Fritz Hommel ( born July 31, 1854 in Ansbach, † April 17, 1936 in Munich) was a German orientalist.

Hommel was a student of Friedrich Delitzsch, studied in Leipzig and completed his habilitation in 1877 in Munich, where he was an associate in 1885 and 1892 full professor of Semitic languages. He taught in Munich for almost half a century and made ​​many students from. His students included, among others, Adam Falkenstein, Muhammad Iqbal and Gershom Scholem.

He was interested in in addition to the linguistic problems for the history of the Near East and their interaction with cultural and intellectual life of the neighbors, for example, in ancient Egypt. His main work was the outline of the geography and history of the Ancient Near East (1904 ), which was given in 1926 by Iwan von Müller and Walter F. Otto, entitled Anthropology and Geography of the Ancient Orient out again. Towards the end of his life he dealt with the history of the Munich district of Schwabing artists where he had his home.

His son was the classic philologist Hildebrecht Hommel ( 1899-1996 ).

Writings

  • The Ethiopian translation of the Physiologus. Leipzig 1877.
  • The names of mammals in the südsemitischen peoples: to contribute to the Arab and Ethiopian lexicography, to the Semitic culture research and comparative philology and the history of the Mediterranean fauna. With constant Berücksichtiung also the Assyrian and Hebrew animal names and geographical and literary historical Excursen. Leipzig, 1879.
  • Two inscriptions Ashurbanipal hunting. Leipzig, 1879.
  • The Semitic peoples and languages. Vol 1 Leipzig 1883.
  • The oldest Arabic version of Barlaam. Vienna 1887.
  • Outline of the history of the ancient East. Nördlingen 1887.
  • History of Babylonia and Assyria. Berlin 1885.
  • The Babylonian origin of Egyptian culture. Munich 1892.
  • Essays and papers arabi table - semitologischen content Vol. I -III. Munich from 1892 to 1901.
  • South Arabian anthology. Munich 1893.
  • Sumerian reading pieces.

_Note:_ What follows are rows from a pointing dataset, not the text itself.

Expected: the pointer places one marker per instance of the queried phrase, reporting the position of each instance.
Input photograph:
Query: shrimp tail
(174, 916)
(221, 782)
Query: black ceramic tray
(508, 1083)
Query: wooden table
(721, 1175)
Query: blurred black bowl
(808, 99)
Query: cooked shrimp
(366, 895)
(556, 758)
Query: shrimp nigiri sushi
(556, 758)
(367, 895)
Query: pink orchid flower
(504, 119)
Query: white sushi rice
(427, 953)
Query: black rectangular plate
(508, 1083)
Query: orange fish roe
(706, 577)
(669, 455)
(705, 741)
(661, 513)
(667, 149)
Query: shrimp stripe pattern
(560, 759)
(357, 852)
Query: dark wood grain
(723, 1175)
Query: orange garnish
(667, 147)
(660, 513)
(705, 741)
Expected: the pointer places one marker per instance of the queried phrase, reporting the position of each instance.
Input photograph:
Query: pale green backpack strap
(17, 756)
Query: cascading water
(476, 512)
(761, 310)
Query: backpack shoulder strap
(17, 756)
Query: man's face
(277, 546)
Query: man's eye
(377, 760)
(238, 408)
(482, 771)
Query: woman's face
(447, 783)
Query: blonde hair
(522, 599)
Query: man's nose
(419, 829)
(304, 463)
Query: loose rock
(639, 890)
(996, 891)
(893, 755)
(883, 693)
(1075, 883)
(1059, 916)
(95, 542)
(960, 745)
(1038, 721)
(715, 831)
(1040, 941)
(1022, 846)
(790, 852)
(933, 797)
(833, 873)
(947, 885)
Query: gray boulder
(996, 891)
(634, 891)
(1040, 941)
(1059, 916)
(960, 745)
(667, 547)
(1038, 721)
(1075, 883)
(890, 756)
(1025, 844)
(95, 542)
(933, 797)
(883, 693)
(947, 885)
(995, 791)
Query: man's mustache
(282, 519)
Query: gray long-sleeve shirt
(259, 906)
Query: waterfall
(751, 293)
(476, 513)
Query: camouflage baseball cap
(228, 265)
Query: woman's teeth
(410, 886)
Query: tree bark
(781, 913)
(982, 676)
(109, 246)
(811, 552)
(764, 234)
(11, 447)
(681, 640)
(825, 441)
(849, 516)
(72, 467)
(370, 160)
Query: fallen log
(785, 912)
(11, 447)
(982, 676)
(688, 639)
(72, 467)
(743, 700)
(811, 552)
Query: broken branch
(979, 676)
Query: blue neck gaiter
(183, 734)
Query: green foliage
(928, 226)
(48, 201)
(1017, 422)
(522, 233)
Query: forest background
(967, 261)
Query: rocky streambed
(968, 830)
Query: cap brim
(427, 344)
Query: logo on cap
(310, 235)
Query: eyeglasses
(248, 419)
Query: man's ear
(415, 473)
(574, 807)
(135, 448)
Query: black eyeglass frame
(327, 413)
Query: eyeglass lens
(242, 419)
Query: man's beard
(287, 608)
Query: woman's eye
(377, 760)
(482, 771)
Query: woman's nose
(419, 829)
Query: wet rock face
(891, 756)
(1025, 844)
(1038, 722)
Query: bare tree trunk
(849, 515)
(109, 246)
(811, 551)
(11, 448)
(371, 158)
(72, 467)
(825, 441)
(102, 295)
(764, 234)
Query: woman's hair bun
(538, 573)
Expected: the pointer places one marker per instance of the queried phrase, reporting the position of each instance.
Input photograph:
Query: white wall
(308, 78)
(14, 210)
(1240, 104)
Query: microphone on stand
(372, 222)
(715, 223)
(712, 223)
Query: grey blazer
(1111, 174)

Munich 1894.
  • The altisraelische tradition in epigraphic lighting. Munich 1896.
  • History of ancient Orient. Leipzig 1904.
  • The star-worship of the ancient Arabs and the altisraelische tradition. Munich 1900.
  • Four new Arab landscape names in the Old Testament. Munich 1901.
  • Two hundred sumero -Turkish Wortvergleichungen as the basis for a new chapter of linguistics. Munich 1915 ( digitized ).